Thames Art Gallery Exhibitions 2018
Jaime Angelopoulos
January 12 – March 4, 2018
Curator Eve De Garie-Lamanque
Angelopoulos’ drawings and sculptures utilize a variety of scales to translate subjective experiences of sensation, emotions and behavior into physical form. Her abstracted extractions of emotion, stimulus and behavior straddle a line between anatomical and whimsical, and explore an abstracted personal narrative interwoven with mythological folklore.
Nichola Feldman-Kiss: \ childish objects / between a rock and a hard place
January 12 – March 4, 2018
Nichola Feldman-Kiss’ artistic practice has evolved from using her own body/psyche as a site to explore the self-portrait and identity narratives. Framed by her interests in psychoanalysis, feminist and postcolonial theories of subjectivity, childish objects (1966 – ) is an ongoing body of work including photographic, audio, digital and sculptural installations fashioned from personal objects drawn from autobiographical meditations on early memories of artistic impulse.
This is Us: Ursuline College Chatham
January 12 – March 18, 2018
Students led by Ursuline College Chatham art teachers Nicole McEachran and Melissa Fernandes explore themes of Identity in multi-media works.
Patrick DeCoste: 13 Moons and a Canoe
March 23 – May 13, 2018
Curator: Carla Garnet
This solo exhibition presents new interdisciplinary work exploring DeCoste’s Nova Scotia Métis roots and Indigenous histories. The presentation includes a series of acrylic paintings on Polar Bear, Spirit Bear and other animal skins, along with paintings and studio objects that the artist has created, as a means to a deepened understanding of his cultural identity and connections to land, earth and sky.
Julia Vandepolder: Truth in Beauty
May 18 – July 15, 2018
Curator: Irene MacCreadie
Caledon based artist Julia Vandepolder's highly gestural large oil paintings are observational studies whose textural surfaces create tension between abstraction and representational elements.

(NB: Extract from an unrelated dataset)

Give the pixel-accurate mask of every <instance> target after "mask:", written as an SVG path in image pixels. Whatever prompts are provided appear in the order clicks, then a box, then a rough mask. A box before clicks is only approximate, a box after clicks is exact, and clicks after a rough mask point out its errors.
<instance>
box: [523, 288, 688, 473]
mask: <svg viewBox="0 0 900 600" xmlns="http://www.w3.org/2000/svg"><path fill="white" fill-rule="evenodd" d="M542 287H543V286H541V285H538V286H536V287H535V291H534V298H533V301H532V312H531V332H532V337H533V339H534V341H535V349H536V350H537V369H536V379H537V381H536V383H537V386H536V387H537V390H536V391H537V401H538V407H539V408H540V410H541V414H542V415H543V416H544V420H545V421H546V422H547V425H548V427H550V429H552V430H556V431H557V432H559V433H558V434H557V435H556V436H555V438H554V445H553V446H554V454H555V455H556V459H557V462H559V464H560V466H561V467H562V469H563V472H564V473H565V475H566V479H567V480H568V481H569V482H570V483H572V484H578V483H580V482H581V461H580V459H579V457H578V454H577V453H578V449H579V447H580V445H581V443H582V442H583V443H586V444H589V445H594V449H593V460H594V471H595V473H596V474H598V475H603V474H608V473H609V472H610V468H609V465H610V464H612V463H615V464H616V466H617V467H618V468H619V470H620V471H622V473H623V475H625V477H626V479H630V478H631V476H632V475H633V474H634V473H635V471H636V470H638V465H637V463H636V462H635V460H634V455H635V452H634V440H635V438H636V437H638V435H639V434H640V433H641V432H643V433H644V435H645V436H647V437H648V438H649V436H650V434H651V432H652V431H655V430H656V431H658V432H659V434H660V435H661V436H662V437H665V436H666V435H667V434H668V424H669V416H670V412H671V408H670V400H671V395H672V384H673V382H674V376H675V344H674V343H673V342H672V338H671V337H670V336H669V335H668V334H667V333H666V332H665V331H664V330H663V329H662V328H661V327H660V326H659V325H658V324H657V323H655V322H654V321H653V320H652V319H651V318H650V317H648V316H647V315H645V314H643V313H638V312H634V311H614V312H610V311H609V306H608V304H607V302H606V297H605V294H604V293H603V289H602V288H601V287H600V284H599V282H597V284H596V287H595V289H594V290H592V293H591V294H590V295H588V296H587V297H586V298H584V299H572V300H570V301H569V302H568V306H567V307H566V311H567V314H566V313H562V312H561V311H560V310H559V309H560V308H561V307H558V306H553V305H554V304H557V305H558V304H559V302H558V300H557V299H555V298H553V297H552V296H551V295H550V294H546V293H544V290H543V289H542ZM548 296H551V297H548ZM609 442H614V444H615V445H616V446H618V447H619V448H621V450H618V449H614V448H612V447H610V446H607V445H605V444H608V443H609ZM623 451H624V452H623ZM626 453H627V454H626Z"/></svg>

Her point of view is marked by an awareness of the environmental impact of human beings on the natural and domestic world, noted by the subtle transitions of colour, and its ability to transform.
Fireworks 2017
May 18 – July 15, 2018
Organized by FUSION: The Ontario Clay and Glass Association
The talent and creative spirit of FUSION members is highlighted in this celebratory exhibition, which showcases diverse and unique works of art selected by jurors Sandra Alfoldy and Ione Thorkelsson. Fireworks stands as a testament to the vitality, originality and inventiveness of today's practicing crafts community - a tribute to those makers who have chosen clay and glass as their mode of self expression and in some instances, their livelihood.
Contact Landing(s)
Curated by Ellyn Walker
July 20 – September 16, 2018
Presented in partnership with Charles Street Video, Toronto
This guest curated group exhibition considers the lived histories and contested realities of people’s diverse relationships to Chatham-Kent as a way to understand the limits and possibilities of conversations around shared land. Diverse works from Canadian and international artists explores colonization, slavery, diaspora, and immigration, sharing in the complicated histories of imperialism, settlement, and now, gentrification, which shape how we both use and portray landscape, the settler-colonial narrative of Chatham farm-life and notions of black freedom that evade the longstanding histories of indigenous presence in the area.
Ed Pien: Shadowed Land
September 21 – November 18, 2018
Shadowed Land features installation and video work in which Pien explores notions of sense memory and the irrepresentability of traumatic histories and loss. Incorporating photography, video, sound, light and kinetic installations, this body of work has grown out of Pien’s interest in concepts of disappearance and haunting, and probes ideas of being implicated, bearing witness, loss, mourning, resilience, and empathy.
Breaking Barriers
September 21 – November 18, 2018
Presented in partnership with C-K Prosperity Roundtable & Chatham-Kent Employment and Social Services
The exhibition's themes of oppression, marginalization and overcoming barriers (especially ones of poverty) are filters experienced by many community members – facilitating creative expression that empowers and builds a broader understanding of local issues benefits all members of Chatham-Kent.
Eye 4 Art
November 23 – January 13, 2018
This biennale exhibition celebrating regional artists, serves as a fundraiser for ARTspace, our community art gallery. Guest Juror and artist Kris Knight formerly of Ridgetown and currently based in Toronto, selects from a range of works in various media.